Atlantico : Sophie de Menthon, vous êtes signataire de cette lettre ouverte au président de la République en votre qualité de présidente du mouvement Ethic. Pouvez-vous nous expliquer pourquoi ?

Sophie de Menthon : Aujourd'hui tous les entrepreneurs de France s'accordent pour dire que la situation est désastreuse et réclament une réaction rapide et efficace. Les propositions du Medef en la matière remportent dans leur globalité un assentiment  général pour sinon relancer l’emploi et la croissance du moins freiner le chômage. Le Mouvement Ethic a donc décidé de cosigner les mesures du Medef pour un plan d’urgence immédiat.

En quoi consiste ce plan d'urgence immédiat proposé dans la lettre ouverte publiée par le Journal du dimanche ?

Sophie de Menthon :  Ce plan d'urgence peut se résumer en quelques points :

Tout d'abord, nous demandons la sécurisation du contrat de travail par le plafonnement des indemnités prudhommales et des motifs de rupture pour cause réelle et sérieuse. Sans cela les chefs d’entreprise continueront de freiner des quatre fers avant de signer un CDI.

La deuxième demande concerne une exonération totale de cotisations sociales patronales durant deux ans pour toute nouvelle embauche dans les petites entreprises. Nous assumons cette demande, au risque de dire encore que les patrons sont  des quémandeurs et qu’on leur a fait déjà beaucoup de « cadeaux », ce qui est évidemment totalement faux ! La réalité est que le coût du travail demeure le plus élevé et que tout effort (dont le CICE) a été pratiquement annulé par les nouvelles contraintes et nouvelles taxes.

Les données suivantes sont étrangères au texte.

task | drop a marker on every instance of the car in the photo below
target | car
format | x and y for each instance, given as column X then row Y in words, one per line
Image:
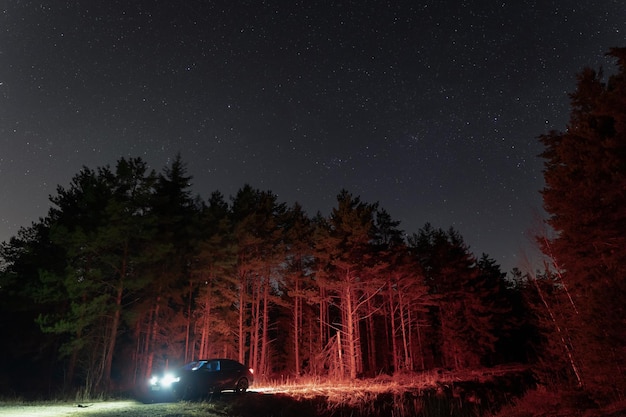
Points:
column 203, row 377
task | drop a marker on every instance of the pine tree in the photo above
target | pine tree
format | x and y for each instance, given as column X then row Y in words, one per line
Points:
column 585, row 176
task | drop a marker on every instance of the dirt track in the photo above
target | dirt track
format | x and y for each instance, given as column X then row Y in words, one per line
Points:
column 100, row 409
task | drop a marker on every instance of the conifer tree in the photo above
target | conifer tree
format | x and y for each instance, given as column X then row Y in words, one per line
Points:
column 585, row 176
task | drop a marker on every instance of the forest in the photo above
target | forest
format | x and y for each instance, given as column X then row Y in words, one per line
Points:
column 130, row 272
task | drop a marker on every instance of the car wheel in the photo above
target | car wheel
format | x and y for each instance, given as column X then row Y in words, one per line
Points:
column 242, row 385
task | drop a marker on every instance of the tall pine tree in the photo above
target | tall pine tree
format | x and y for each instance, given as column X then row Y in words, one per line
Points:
column 585, row 195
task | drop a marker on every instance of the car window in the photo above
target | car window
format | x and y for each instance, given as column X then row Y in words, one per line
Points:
column 213, row 366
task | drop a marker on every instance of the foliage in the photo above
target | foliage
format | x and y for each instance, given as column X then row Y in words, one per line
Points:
column 585, row 175
column 129, row 274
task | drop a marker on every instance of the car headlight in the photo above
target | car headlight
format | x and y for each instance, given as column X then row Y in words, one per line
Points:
column 169, row 379
column 165, row 381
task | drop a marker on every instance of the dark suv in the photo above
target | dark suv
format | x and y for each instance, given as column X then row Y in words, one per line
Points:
column 203, row 377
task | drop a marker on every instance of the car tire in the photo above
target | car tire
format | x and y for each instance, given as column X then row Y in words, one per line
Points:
column 242, row 385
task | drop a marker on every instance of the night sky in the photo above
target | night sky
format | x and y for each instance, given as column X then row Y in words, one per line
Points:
column 431, row 108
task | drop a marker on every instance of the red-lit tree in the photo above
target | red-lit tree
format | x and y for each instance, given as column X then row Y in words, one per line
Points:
column 341, row 245
column 585, row 175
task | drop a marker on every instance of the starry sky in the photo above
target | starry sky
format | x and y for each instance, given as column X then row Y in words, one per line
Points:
column 431, row 108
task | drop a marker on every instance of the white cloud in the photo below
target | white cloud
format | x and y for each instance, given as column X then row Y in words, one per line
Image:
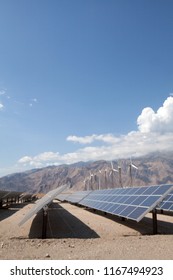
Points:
column 159, row 122
column 155, row 133
column 107, row 138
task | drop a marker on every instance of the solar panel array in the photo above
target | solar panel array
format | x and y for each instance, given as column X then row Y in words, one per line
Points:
column 6, row 196
column 131, row 203
column 41, row 203
column 167, row 203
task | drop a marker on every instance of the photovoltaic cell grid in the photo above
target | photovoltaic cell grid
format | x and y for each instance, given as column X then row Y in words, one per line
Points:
column 167, row 203
column 131, row 203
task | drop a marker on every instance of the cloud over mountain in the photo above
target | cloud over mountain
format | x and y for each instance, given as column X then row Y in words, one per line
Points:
column 160, row 121
column 154, row 133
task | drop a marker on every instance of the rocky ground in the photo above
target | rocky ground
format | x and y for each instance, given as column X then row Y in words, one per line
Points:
column 77, row 233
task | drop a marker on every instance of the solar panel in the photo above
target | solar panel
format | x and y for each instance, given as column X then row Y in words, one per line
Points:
column 167, row 203
column 41, row 203
column 8, row 195
column 131, row 203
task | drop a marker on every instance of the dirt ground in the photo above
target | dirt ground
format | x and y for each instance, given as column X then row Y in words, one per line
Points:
column 77, row 233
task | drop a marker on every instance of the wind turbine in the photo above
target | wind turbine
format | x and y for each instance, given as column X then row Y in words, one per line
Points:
column 131, row 165
column 99, row 178
column 112, row 173
column 91, row 180
column 120, row 175
column 105, row 171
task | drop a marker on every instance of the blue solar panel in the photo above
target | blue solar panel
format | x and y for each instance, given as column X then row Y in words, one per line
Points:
column 167, row 203
column 132, row 203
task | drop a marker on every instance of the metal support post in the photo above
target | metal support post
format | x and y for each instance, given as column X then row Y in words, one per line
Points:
column 154, row 213
column 44, row 227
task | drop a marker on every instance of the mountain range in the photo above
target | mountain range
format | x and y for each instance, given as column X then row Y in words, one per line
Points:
column 152, row 169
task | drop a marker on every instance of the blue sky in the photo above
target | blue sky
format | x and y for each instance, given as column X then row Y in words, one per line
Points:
column 84, row 80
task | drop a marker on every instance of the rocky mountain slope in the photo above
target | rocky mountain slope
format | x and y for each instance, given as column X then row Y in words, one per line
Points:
column 152, row 169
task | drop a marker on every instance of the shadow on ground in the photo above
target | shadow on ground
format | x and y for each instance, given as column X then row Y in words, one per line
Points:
column 61, row 224
column 10, row 210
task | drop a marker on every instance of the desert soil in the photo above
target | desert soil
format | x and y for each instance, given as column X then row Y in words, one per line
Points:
column 77, row 233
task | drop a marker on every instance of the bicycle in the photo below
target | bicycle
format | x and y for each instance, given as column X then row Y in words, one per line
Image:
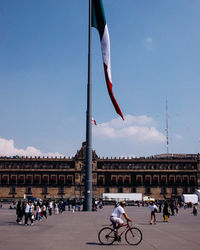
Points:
column 108, row 235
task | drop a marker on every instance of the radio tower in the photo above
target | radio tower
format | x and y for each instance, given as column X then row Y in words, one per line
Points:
column 167, row 138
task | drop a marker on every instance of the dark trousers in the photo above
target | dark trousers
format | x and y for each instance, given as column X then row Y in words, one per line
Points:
column 26, row 217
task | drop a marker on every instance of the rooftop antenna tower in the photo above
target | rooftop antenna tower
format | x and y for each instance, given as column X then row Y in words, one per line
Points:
column 167, row 137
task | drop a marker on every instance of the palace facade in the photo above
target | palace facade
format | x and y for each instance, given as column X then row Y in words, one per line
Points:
column 161, row 176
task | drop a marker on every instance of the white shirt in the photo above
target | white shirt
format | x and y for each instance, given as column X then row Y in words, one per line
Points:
column 118, row 212
column 27, row 208
column 153, row 207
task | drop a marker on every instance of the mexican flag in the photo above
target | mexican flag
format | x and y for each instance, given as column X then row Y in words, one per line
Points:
column 99, row 22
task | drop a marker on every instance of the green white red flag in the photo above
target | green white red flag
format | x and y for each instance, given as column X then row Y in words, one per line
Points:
column 99, row 22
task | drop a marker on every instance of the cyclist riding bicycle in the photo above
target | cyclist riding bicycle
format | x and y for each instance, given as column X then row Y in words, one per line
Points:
column 116, row 215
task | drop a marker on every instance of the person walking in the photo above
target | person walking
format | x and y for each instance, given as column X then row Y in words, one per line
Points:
column 31, row 212
column 19, row 212
column 116, row 219
column 44, row 211
column 154, row 210
column 166, row 211
column 27, row 208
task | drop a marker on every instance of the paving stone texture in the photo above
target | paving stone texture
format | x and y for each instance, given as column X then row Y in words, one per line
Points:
column 79, row 230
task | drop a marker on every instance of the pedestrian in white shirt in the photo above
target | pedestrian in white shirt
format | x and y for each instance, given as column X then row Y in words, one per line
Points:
column 116, row 219
column 153, row 209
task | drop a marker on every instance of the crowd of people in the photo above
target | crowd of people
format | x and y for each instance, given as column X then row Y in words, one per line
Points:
column 169, row 208
column 30, row 211
column 35, row 210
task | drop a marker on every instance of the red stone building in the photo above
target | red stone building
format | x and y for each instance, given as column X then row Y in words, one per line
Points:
column 162, row 176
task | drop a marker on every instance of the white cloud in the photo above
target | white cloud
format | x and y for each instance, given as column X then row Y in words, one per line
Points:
column 148, row 42
column 7, row 148
column 137, row 129
column 179, row 137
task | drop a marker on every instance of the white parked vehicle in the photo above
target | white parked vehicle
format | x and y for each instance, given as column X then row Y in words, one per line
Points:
column 189, row 198
column 122, row 196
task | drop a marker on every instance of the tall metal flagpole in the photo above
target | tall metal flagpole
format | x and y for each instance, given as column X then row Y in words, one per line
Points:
column 88, row 167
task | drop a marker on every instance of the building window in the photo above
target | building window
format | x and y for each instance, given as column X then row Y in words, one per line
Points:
column 5, row 179
column 127, row 180
column 133, row 190
column 21, row 179
column 114, row 180
column 53, row 179
column 37, row 179
column 12, row 190
column 69, row 179
column 45, row 179
column 107, row 190
column 185, row 180
column 61, row 180
column 174, row 190
column 28, row 190
column 148, row 190
column 148, row 180
column 163, row 190
column 163, row 180
column 192, row 180
column 178, row 180
column 171, row 180
column 100, row 180
column 120, row 180
column 61, row 190
column 185, row 190
column 139, row 180
column 29, row 179
column 155, row 180
column 44, row 190
column 13, row 179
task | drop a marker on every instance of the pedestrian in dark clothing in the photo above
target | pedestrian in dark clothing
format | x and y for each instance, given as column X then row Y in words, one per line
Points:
column 19, row 212
column 166, row 211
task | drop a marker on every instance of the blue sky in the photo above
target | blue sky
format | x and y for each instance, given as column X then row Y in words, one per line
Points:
column 43, row 77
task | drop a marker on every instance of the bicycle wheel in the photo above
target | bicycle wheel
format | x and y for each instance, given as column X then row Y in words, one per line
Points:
column 106, row 236
column 133, row 236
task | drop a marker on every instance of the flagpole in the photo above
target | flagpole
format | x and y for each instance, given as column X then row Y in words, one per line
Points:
column 88, row 167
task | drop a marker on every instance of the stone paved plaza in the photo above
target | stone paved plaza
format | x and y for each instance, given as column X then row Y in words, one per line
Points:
column 79, row 231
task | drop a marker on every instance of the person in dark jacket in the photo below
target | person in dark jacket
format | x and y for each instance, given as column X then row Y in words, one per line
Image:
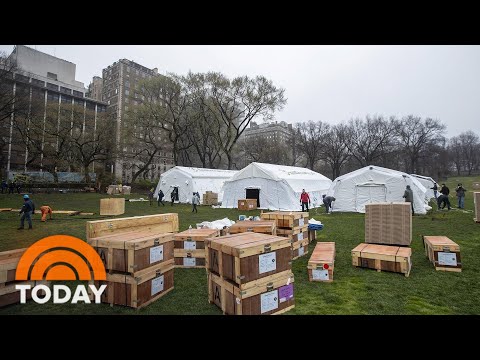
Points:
column 446, row 191
column 460, row 190
column 435, row 190
column 28, row 209
column 327, row 201
column 160, row 198
column 408, row 195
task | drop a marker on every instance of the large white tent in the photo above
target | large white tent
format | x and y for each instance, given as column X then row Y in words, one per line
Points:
column 189, row 180
column 428, row 182
column 276, row 187
column 374, row 184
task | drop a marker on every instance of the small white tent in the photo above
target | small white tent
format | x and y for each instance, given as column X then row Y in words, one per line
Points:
column 428, row 182
column 374, row 184
column 275, row 187
column 189, row 180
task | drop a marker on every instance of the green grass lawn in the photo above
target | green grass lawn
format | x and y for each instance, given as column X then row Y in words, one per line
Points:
column 353, row 291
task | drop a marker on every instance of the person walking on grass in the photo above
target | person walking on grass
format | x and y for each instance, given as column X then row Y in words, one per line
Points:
column 27, row 210
column 446, row 191
column 304, row 200
column 160, row 198
column 460, row 190
column 46, row 210
column 195, row 202
column 408, row 195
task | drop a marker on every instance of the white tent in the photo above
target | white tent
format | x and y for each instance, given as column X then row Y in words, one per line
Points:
column 374, row 184
column 276, row 187
column 428, row 182
column 189, row 180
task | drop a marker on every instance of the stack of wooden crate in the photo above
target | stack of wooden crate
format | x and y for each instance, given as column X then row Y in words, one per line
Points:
column 388, row 233
column 247, row 204
column 8, row 265
column 210, row 198
column 190, row 247
column 476, row 201
column 138, row 255
column 443, row 253
column 262, row 226
column 250, row 274
column 293, row 225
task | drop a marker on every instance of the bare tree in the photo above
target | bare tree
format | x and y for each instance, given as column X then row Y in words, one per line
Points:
column 309, row 141
column 415, row 135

Par ailleurs, nous demandons l’exonération sociale totale pour tout recours à un alternant (apprenti ou contrat de professionnalisation). Cela serait le meilleur moyen de compenser la chute de l’apprentissage liée au multiples contraintes qu'il entraîne pour les entreprises et à son coût. Les entrepreneurs regrettent le fait que cela leur coûte pratiquement aussi cher qu’un salarié et que par ailleurs on ne peut pas mettre fin au contrat si cela se passe mal; une épée de Damoclès de plus au-dessus de leur tête !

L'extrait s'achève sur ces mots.